Posted by: Tamara Thompson | March 27, 2013 at 02:26 AM
Thank you! This happened to me and I thought I'd gone mad. I knew it was an obscure search, but I didn't think it was 4-results obscure. I'm feeling happier now I know what's going on. I'm feeling less and less happy with Google, however, every time it tries some new way of being smart. Time to go somewhere else!
Posted by: Merry | March 27, 2013 at 06:43 PM
DuckDuckGo and Blekko are poor substitutes for Google, as (their documentation notwithstanding) they do not correctly implement the OR operator. Try, for example, searching for
"bubble bread" "los angeles" OR glendale
and you'll see results having nothing to do with bubble bread. Despite its quirks, Google gets it right.
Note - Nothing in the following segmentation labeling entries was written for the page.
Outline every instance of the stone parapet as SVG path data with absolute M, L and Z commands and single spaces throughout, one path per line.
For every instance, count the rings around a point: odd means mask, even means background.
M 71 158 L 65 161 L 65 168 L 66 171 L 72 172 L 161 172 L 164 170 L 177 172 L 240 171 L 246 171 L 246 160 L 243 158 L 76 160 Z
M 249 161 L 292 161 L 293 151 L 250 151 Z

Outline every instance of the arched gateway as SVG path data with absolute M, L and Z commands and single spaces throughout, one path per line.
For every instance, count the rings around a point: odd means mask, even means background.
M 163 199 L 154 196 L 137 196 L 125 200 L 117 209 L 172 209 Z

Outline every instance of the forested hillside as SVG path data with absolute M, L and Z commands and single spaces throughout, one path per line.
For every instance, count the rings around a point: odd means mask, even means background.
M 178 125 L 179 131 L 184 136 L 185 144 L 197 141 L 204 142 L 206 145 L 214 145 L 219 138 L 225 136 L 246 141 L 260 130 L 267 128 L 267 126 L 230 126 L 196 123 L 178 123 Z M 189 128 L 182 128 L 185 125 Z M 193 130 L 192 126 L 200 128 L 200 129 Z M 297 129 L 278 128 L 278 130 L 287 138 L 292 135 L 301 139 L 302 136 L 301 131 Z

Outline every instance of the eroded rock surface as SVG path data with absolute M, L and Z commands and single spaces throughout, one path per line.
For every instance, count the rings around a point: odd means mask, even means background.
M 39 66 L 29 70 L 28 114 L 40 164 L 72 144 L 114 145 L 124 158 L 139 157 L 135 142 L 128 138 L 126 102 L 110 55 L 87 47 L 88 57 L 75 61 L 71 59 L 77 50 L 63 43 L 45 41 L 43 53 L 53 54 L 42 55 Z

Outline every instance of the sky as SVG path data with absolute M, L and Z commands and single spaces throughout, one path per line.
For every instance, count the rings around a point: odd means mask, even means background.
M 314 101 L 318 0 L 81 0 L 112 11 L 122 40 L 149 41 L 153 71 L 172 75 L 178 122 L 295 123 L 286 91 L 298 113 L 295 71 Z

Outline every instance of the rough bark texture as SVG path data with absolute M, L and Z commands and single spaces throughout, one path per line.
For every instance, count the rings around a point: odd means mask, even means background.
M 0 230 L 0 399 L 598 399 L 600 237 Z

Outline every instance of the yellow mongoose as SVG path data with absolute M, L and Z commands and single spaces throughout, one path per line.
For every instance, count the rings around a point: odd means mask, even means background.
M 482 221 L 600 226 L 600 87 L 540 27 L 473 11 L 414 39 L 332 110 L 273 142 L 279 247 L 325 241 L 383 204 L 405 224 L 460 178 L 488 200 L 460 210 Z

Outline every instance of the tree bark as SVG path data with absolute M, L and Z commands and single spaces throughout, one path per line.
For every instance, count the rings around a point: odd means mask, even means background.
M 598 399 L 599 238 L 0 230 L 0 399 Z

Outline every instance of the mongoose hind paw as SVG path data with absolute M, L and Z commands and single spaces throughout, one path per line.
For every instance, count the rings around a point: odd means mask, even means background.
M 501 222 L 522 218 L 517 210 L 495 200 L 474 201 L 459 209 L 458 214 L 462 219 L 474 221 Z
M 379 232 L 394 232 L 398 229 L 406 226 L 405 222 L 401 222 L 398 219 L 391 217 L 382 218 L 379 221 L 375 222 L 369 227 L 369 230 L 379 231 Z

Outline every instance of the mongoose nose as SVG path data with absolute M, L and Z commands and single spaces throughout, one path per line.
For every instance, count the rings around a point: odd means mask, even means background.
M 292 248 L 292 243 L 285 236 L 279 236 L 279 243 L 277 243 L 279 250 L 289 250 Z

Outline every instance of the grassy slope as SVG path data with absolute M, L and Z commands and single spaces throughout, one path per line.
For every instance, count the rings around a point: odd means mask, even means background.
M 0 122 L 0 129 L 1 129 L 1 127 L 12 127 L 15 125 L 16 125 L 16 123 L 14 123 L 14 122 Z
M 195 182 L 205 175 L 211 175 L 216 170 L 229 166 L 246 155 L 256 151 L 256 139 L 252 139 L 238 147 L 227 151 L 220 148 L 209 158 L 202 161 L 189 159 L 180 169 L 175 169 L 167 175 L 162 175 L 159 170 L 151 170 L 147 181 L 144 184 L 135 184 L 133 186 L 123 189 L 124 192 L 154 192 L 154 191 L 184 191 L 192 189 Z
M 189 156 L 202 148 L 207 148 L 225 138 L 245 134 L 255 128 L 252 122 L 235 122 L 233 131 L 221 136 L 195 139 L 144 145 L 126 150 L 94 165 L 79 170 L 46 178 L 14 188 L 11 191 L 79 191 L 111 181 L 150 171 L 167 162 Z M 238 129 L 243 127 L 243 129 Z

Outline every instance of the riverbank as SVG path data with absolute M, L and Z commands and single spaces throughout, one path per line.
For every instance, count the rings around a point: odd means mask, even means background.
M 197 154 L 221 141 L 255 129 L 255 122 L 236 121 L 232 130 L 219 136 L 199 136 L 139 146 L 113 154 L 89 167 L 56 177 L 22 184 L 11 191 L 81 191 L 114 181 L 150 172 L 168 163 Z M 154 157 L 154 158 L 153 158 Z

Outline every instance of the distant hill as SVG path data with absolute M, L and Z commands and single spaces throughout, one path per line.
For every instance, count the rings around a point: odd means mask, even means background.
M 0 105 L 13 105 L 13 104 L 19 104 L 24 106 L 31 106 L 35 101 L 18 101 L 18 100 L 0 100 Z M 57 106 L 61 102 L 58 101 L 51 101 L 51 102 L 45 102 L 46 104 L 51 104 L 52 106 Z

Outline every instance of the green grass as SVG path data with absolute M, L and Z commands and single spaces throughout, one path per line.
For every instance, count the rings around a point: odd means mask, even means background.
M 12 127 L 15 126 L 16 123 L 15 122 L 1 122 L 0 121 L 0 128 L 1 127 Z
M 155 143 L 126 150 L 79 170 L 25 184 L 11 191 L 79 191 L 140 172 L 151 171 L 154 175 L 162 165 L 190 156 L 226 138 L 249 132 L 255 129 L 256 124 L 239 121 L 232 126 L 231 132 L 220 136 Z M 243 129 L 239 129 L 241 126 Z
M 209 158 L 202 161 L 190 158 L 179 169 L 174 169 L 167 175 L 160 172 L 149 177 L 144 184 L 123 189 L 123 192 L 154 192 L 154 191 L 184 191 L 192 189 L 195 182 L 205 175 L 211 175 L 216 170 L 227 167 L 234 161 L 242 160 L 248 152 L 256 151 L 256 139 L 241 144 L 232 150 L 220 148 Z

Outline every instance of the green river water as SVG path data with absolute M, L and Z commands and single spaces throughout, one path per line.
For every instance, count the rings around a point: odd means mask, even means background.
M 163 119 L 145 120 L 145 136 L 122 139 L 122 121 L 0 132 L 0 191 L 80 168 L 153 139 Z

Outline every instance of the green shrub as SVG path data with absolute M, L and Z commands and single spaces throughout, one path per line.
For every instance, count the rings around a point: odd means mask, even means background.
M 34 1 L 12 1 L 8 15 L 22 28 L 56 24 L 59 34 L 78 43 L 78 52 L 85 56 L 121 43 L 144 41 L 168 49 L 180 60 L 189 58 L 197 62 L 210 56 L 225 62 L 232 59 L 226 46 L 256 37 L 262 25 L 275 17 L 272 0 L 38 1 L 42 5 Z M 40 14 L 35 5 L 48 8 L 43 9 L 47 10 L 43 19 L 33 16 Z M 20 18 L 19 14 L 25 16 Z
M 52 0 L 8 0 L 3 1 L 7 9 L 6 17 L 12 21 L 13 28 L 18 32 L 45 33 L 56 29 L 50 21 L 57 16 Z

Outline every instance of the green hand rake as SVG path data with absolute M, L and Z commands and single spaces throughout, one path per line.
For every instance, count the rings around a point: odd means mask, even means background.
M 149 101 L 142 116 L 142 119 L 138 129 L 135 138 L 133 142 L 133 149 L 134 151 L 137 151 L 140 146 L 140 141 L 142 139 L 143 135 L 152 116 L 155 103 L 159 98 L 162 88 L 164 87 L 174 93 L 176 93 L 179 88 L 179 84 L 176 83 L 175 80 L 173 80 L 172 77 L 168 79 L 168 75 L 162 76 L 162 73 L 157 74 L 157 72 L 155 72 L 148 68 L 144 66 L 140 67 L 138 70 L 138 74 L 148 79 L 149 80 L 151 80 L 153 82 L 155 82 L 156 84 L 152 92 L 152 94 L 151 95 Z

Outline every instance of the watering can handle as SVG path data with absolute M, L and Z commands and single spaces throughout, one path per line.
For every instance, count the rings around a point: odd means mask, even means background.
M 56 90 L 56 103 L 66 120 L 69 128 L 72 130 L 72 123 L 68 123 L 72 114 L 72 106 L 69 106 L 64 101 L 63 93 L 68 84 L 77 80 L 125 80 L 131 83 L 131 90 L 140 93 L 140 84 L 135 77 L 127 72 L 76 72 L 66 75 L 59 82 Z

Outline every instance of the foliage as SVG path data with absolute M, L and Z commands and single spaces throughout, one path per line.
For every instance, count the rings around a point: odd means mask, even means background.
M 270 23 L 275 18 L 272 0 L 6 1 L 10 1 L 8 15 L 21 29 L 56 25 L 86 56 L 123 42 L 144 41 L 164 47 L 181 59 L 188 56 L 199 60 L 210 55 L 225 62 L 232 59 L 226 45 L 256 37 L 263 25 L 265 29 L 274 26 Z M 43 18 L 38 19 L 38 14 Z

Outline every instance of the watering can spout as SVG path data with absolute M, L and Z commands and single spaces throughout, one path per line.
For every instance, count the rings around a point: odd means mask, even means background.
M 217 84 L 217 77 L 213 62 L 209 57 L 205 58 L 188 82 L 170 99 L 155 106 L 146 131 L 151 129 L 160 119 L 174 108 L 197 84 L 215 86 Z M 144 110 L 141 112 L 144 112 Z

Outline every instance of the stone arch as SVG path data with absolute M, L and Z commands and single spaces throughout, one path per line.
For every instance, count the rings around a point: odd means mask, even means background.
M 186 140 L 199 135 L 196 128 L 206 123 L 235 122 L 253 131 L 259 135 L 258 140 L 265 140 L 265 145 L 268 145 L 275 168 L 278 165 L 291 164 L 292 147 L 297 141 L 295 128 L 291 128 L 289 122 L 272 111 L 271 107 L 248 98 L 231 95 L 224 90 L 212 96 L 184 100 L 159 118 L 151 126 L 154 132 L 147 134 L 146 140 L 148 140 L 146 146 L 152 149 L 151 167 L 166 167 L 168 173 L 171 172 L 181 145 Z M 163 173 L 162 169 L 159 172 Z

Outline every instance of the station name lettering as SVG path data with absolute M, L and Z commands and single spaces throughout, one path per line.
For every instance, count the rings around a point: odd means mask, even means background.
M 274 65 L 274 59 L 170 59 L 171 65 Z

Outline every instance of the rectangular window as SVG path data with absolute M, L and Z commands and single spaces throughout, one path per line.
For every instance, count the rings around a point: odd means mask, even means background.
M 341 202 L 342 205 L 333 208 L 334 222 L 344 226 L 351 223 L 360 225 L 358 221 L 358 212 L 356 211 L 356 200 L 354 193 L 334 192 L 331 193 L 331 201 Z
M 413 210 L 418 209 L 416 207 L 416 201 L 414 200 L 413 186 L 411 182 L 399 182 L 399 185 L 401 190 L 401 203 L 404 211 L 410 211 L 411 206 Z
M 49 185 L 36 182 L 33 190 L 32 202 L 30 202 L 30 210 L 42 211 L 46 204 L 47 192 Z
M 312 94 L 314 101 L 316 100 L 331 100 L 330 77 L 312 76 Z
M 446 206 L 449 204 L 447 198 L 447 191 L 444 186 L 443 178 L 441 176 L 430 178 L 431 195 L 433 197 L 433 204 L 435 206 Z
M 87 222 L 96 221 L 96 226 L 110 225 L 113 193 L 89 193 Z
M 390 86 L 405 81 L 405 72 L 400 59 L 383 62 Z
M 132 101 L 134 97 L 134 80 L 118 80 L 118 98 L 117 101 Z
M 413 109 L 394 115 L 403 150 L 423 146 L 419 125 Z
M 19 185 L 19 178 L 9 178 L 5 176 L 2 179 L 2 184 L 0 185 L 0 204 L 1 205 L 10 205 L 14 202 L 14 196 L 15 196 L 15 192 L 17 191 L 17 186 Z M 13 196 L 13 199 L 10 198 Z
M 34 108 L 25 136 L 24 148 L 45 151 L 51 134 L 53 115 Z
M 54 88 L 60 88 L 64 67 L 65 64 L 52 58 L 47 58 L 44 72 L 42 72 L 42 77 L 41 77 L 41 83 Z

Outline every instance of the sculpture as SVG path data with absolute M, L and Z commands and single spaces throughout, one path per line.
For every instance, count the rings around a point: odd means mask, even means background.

Posted by: Richard Johnson | March 27, 2013 at 07:17 PM
The order of precedence with Boolean operators is important here. Your search could be seen as (A and B) OR C, or alternatively A and (B OR C). I looked through the results that Google returned and there were plenty without reference to Glendale.
No, Google doesn't 'get it right' - there are plenty of times when Google returns results that don't contain the term(s) that were asked for. They will automatically exclude some terms that are unusual or for which they think there will be few results. Google also decides to re-write search terms as it feels like - my search for 'teaching search skills' gets rewritten as 'teaching research skills', and I have to do the search a second time to get what I wanted.
Agreed, DDG and Blekko are not perfect - but Google is a very long way from being so itself, as my example above shows.
Posted by: Phil Bradley | March 28, 2013 at 05:09 PM
I figured this must be to cater to the short attention spans of people who are not serious researchers, but then they cut Scholar down to a maximum of 20 per page! Researchers will look at any number, and this just makes a serious search go that much more slowly. Now I'm thinking that it's because those of us who set results to 100/page don't see enough ads, so they'll force us to look at more. I wonder how much longer they'll be able to claim they're "trying to improve the search experience" with a straight face. They jumped the "evil" shark a while back.
Posted by: Caryn Wesner-Early | March 29, 2013 at 08:43 PM
Phil--Whether or not one believes that Google "gets it right" w.r.t. the OR operator depends on one's expectations. Users of Google know that Google fudges on the classical definitions of operators in general. For example, Google users will expect a search for "hounds of the baskervilles" to yield results pointing to The Hound of the Baskervilles, quotes notwithstanding. Google obviously thinks its fudging is more helpful than harmful. Regardless, for Blekko and DDG to return results for the OR search expression I quoted that completely ignore the first term makes those search engines unacceptable to me.
Posted by: Richard Johnson | March 30, 2013 at 12:28 AM
Richard - well, if you prefer Google over other search engines, that's fair enough - at least you gave the others a go, which is more than a lot of people do. All that I'd say is that I'm perfectly happy with a situation where (a+b)OR c sometimes leads to results that are 'c' and not (a+b) because that seems perfectly logical. If you really want A and (b or c) then the search needs to be constructed in a different way.